Stone has been described as difficult to work with even under the best of circumstances, and the grueling Platoon shoot—10 weeks in the miserable Philippine jungle—was in another category. He later recalled getting so sleep-deprived and paranoid that when he couldn’t find the footage from a particular scene, he accused his film editor, Claire Simpson, of hiding it. Simpson gently reassured him that no, she wasn’t deceiving him, and the reason he couldn’t find the footage was that he hadn’t shot it yet.

2. THEY USED IMPORTED DIRT.

Platoon was shot in the Philippines, which had the advantage of looking a lot like Vietnam without actually being in Vietnam. There was just one discrepancy: the Philippines lacked the red soil that Stone remembered from his days in ‘Nam. So dirt of the proper hue was trucked in for authenticity’s sake.

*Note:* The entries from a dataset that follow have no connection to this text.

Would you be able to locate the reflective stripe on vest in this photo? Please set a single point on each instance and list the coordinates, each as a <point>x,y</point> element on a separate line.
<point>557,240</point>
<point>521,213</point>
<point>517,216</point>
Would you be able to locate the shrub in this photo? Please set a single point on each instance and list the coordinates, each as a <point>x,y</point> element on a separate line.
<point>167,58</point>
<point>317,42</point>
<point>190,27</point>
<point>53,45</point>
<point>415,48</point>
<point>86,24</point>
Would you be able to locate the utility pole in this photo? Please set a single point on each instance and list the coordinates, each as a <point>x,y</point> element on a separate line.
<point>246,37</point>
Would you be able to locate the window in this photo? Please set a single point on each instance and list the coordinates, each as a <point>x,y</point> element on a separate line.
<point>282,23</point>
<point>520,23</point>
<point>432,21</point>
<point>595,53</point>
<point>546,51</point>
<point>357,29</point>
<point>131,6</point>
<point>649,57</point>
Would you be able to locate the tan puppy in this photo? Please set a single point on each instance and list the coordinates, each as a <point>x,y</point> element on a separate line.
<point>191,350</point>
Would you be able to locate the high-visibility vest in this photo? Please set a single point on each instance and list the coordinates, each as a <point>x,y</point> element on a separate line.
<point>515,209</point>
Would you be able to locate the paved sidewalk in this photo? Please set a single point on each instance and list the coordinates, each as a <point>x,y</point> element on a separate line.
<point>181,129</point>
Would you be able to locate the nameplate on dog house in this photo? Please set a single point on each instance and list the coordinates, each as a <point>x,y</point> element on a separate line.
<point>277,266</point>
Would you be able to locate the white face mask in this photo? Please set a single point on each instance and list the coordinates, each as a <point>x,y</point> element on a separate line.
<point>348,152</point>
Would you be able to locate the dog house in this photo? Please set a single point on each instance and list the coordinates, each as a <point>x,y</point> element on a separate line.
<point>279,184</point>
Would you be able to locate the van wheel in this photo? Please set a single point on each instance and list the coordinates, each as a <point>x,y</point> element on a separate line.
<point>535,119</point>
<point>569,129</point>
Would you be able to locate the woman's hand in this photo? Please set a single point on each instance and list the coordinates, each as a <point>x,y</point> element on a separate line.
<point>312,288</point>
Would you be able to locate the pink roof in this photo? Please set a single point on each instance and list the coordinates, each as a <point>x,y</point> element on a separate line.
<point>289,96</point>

3. THAT SCENE WHERE EVERYBODY’S REALLY HIGH? EVERYBODY WAS REALLY HIGH.

Willem Dafoe said that to get into character for the sequence where the soldiers are lounging around the tent, smoking and drinking whatever they can get their hands on, he and the other actors got stoned ahead of time. They didn’t think their plan through very carefully, though. By the time they actually shot the scene, a few hours had passed, and everyone had come down. “They were just tired and useless,” Dafoe said.

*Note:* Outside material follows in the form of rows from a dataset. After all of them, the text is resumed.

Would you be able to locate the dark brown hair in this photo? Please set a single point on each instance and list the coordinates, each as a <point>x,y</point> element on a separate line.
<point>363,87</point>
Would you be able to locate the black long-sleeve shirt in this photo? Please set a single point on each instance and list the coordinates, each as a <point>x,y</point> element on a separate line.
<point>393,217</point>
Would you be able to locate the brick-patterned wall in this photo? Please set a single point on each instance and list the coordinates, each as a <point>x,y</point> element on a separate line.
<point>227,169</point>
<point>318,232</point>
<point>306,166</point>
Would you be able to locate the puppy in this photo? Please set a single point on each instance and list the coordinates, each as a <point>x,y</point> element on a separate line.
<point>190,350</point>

4. THE SHOOT ALMOST GOT CANCELLED ON ACCOUNT OF REVOLUTION.

Sure, they thought. It’ll be easier to make a movie in the Philippines than in Vietnam, they thought. They would have been right if it weren’t for the fact that when they arrived, kleptocratic President Ferdinand Marcos was in the process of being tossed out of office. The country’s political instability threatened the production, but ended up only delaying it a week. Filming began two days after Marcos and his family vacated the premises. Stone said, “When the change came, we had to make new deals with the new military. You had to get a lot of permissions and bribe a new set of people.” 

5. IT WAS THE FIRST TIME JOHNNY DEPP HAD EVER BEEN OUT OF THE COUNTRY.

He’s a world traveler who lives in France a lot of the time now, but in early 1986, the 22-year-old Depp had never left the U.S.

6. IT TOOK MORE THAN A DECADE TO GET THE FILM PRODUCED.

Stone wrote a screenplay based on his experiences in Vietnam as soon as he got back from the war, in 1969. (He sent a copy of it to Jim Morrison, hoping the Doors frontman would star in it.) By 1976, that draft morphed into what he was then calling The Platoon. Stone couldn’t find anyone willing to make the movie, though. The war was still too fresh in people’s minds; it would be another few years before films like Apocalypse Now and The Deer Hunter addressed it. And after that, studios had another excuse not to make Platoon: why bother, when Apocalypse Now and The Deer Hunter had already covered it?

7. SIDNEY LUMET ALMOST MADE THE MOVIE WITH AL PACINO.

Back in 1976, when Stone was trying to get his screenplay produced, he almost found a taker in Sidney Lumet (Dog Day Afternoon, Network), who was going to cast Al Pacino in the Charlie Sheen role. 

8. IT CHANGED THE WAY HOLLYWOOD LOOKED AT WAR.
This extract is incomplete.